New Zealand is suffering from critical skills shortages. Change needs to happen, and happen quickly. To help politicians advance this goal, every Member of Parliament has been sent a set of valuable documents that articulate how to tackle this urgent need.

The package of 20 ServiceIQ documents include Regional Roadmaps for the service sectors in each of the country’s regions and an over-arching service sectors Workforce Development Plan, as well as national Māori, Pasifika and LLN (Literacy, Language and Numeracy) Action Plans.

Dean Minchington, ServiceIQ CEO, said that ServiceIQ is calling on all politicians, in both central and local government along with regional development agencies to work together and get behind actions defined by industry to change things for the better.

“Without scaremongering, there’s a very real crisis around the corner. It puts our successful service sectors at risk, and unless things change soon, New Zealand will be worse for it,” said Minchington. “The service sector is crucial to the New Zealand economy, as it employs 25 percent of all workers in New Zealand and contributes almost $40 billion annually to GDP.

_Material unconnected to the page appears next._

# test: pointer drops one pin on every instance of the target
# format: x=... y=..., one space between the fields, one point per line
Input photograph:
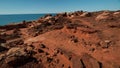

“Action is needed to fill, and upskill for, around 200,000 jobs that will be opening over the next two to three years. This is more than an industry being a victim of its own success. Employment is booming, and declining polytechnic rolls suggest education is moving into the workplace even more than ever. In fact, if we approach this together and take ownership to find a solution, it could be an opportunity not just for the education industry but for the country.”

The Regional Roadmaps and Development Plans have defined actions that will help businesses overcome challenges that include attracting and retaining staff; transitioning capable young people from school into work and on-job training; increasing productivity through core skills development; and improving business and management capability.

“We look forward to working with local and national government politicians and officials to help them solve the problems that they’re grappling with, and helping every New Zealander who wants a career in one of our service sectors to achieve that goal through on-job upskilling.”